David Evans wearing Black Tie at Glyndebourne
It’s therefore a relief to be invited to a black tie event. In common with other more traditional codes - white tie and morning dress - you know what to wear and can be sure that you’ll fit in with the other guests (which is the military-inspired idea of older dress codes). The great advantage of shopping at Budd for your black tie outfit is that you’ll find classic products that make you look your best and you’ll be able to wear for years to come.
I’m a bit fussy about these older dress codes. Black tie is just that - a black bow tie. I know many disagree and will wear coloured bow ties or even neckties - but I’m old-old-fashioned in that way. It’s simply respectful to the host to stick to a dress code. However, for anything other than the colour and shape of the tie, black tie is open to more creativity that you may think.
"Black tie is just that - a black bow tie. I know many disagree and will wear coloured bow ties or even neckties - but I’m old-old-fashioned in that way."

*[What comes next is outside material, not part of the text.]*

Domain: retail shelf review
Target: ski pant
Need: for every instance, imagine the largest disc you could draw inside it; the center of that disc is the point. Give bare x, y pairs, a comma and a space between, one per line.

The traditional evening suit (black or dark blue with silk lapel facings and silk braid down the trouser leg), white dress shirt, plain oxford shoes (often patent leather) and black silk bow tie (preferably self-tied rather than pre-tied) is the default. However, there is room for adding colour in the form of a velvet evening jacket or tuxedo (a smoking jacket is one variation of this) or lightweight cream or white in summer. The tuxedo can be almost any hue, rich red, bottle green, navy blue are the commonest. Some may even have a modest pattern.
Evening shirts can be kept simple; my favourite is Budd’s tailored marcella shirt, but you may prefer a pleated front. I’d urge caution with coloured evening shirts; cream or Budd’s subtle pink are as far as I’d go. I tend to avoid wing collars; strictly they are for white tie not black, but I accept that their use is becoming commoner.
You can add personality and interest with enamel dress studs, cummerbund or waistcoat, a silk evening scarf, a pocket square and even some plain coloured socks - Budd offers an excellent selection here.
So, in summary, I urge caution in breaking out too far from the comforting certainty of the black tie dress code - keep it classic and enjoy expressing your personality within its confines.